South Africa boasts one of the largest and diverse economies in Africa. Some of the most vibrant sectors in the country include manufacturing, real estate, finance and business services. South Africa’s well-developed infrastructure, fast growing economy and favorable business policies have made it one of the top destinations for investors in Africa.
See also: How to Relocate to South Africa
Here is how you can start a business in South Africa:
1. Apply for a visa
If you want to setup a business in South Africa as a foreigner, you will first be required to apply for a visa. There are two kinds of visa you can apply for:
- Business visa – This is the most recommended type for an immigrant wishing to start a business in South Africa. Such visas are for people who want to invest in an existing startup or new business, and who will actually be working in the business.

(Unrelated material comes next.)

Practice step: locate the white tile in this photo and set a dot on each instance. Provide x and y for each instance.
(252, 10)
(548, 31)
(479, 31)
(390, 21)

- Independent financial permit – Though rarely applied for, this kind of visa offers much more benefits compared to the business visa. For instance, people that have the independent financial permit are not restricted to a specific economic activity. In addition, the holder of the permit can invest in a business without having to work in it.
However, if you are married to a South African or in a permanent relationship, you will not need any of the above visas to set up a business. Instead, you can use a life partner visa or spousal visa.

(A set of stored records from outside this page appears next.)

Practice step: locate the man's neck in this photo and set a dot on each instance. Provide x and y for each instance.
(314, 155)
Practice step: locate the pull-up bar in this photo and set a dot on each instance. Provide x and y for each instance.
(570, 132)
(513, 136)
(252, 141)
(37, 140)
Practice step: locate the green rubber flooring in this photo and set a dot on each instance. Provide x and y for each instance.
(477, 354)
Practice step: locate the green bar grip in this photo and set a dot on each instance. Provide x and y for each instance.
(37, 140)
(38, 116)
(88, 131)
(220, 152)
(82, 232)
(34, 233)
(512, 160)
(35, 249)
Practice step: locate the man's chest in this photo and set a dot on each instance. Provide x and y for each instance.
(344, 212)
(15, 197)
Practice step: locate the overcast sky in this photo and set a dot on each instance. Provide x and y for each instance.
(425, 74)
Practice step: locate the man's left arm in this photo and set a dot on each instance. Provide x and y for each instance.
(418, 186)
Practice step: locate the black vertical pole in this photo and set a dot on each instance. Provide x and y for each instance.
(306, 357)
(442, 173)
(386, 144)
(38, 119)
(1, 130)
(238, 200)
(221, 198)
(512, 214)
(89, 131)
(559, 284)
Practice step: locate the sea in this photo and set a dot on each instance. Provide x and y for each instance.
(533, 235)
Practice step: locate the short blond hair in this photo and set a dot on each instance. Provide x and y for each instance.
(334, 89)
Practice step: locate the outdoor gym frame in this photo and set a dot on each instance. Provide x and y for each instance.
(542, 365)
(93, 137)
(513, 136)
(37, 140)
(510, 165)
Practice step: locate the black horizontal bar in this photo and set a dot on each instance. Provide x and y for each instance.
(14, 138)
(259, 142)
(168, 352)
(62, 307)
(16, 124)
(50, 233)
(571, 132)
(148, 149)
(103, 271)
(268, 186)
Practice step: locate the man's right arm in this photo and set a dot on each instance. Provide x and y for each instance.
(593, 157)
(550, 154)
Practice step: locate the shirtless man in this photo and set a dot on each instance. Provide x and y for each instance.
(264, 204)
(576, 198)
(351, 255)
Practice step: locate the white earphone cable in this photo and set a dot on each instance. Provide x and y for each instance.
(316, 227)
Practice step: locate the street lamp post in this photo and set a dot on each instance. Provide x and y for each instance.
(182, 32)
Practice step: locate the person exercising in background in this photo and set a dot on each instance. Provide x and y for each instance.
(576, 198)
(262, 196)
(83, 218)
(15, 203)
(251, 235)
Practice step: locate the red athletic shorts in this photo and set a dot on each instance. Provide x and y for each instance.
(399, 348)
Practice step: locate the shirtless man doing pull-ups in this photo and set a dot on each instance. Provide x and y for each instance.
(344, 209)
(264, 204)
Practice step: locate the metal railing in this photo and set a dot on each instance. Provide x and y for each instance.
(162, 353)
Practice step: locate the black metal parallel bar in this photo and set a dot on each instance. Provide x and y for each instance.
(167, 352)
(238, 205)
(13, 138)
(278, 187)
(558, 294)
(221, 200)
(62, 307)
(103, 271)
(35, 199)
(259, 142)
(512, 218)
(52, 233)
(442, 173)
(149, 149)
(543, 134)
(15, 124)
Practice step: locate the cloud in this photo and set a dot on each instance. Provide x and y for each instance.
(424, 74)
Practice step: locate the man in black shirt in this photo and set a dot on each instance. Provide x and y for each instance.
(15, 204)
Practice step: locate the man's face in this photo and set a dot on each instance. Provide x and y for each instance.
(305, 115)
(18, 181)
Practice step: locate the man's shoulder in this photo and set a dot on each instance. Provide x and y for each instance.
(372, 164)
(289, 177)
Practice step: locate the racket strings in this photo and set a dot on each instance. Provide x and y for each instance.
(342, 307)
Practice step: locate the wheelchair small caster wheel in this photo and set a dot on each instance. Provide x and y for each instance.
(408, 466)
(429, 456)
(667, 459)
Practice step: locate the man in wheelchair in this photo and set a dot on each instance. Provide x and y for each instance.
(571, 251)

2. Register your business and intellectual property
Businesses in South Africa can take one of many forms. You could register your business as a sole proprietorship, joint venture or partnership. If you have an already existing company outside South Africa, it would be advisable to register a foreign branch. If you are registering a new company, you could choose between registering a Closed Corporation or Private Company (Pty) limited.

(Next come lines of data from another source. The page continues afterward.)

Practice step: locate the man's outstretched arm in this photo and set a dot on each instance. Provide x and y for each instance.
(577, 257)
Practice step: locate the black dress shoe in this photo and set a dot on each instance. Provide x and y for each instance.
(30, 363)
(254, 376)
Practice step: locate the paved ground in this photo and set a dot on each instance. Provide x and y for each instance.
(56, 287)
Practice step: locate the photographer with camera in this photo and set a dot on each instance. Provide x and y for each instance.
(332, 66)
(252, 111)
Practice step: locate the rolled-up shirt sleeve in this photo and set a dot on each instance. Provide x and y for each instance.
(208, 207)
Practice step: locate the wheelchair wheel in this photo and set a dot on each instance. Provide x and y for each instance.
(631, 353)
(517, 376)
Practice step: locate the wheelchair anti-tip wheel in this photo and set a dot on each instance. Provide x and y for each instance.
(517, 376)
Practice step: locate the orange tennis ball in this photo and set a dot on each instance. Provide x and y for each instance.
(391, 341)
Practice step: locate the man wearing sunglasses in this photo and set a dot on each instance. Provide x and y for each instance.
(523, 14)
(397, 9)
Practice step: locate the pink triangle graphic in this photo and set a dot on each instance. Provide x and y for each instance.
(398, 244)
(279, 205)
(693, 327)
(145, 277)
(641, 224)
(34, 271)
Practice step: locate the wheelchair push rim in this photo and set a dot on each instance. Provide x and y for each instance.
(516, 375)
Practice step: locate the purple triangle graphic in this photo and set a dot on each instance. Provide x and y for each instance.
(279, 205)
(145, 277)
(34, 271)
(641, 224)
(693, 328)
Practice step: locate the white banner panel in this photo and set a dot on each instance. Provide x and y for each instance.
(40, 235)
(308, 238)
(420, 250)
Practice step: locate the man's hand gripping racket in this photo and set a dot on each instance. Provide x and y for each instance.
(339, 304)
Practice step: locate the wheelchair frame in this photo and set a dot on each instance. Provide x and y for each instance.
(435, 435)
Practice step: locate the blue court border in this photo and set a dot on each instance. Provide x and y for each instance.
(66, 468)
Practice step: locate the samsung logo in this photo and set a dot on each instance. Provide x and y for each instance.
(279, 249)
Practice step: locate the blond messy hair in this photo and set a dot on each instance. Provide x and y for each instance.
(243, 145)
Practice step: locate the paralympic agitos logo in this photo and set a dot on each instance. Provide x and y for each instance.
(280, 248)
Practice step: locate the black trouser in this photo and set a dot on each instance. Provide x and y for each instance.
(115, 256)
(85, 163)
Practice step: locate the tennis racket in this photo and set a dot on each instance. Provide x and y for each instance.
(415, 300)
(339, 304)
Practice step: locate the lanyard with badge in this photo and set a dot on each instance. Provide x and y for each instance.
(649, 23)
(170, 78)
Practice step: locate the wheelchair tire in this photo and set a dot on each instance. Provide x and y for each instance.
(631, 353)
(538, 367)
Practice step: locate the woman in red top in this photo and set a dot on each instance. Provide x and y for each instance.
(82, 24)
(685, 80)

Besides registering your business, you should also register your copyrights, trademarks and patents. You will be required to pay an annual fee to retain the validity of your intellectual property. For more information about registrations, visit SA Company Registrations and CIPRO.
3. Register with relevant bodies
After registering your business, you will also need to register with the following bodies:
- The receiver of revenue – If your business sells goods with value added tax, you might need to register with the receiver of revenue as a VAT vendor. If you have employees, you will need to submit standard income tax or pay as you earn (PAYE) income tax.
- The Department of Labor – Businesses that employ staff need to get in touch with the Department of Labor concerning mandatory contributions.
- The Local Authority – Depending on the nature of your business, you will need to get relevant licenses from the local authority.
4. Obtain work or business permits
If you are planning to employ foreign nationals, you need to get work or business permits for them. Before approving the work permit, the Department of Home Affairs will want to know if you have registered with the Department of Labor. In addition, they will want proof that the prospective employee is qualified and experienced for the position. To get a business permit, you need to show that you have sufficient funds to invest in the business. In addition, your business is required to have at least 60% employees who are South African citizens. Applications for work and business permits can be submitted to the South African consulate in the applicant’s country of origin. Visit the Department of Home Affairs site to learn more about permits.
For an immigrant, starting a business in South Africa can be a very time consuming and frustrating process. It would therefore be advisable to enlist professional help.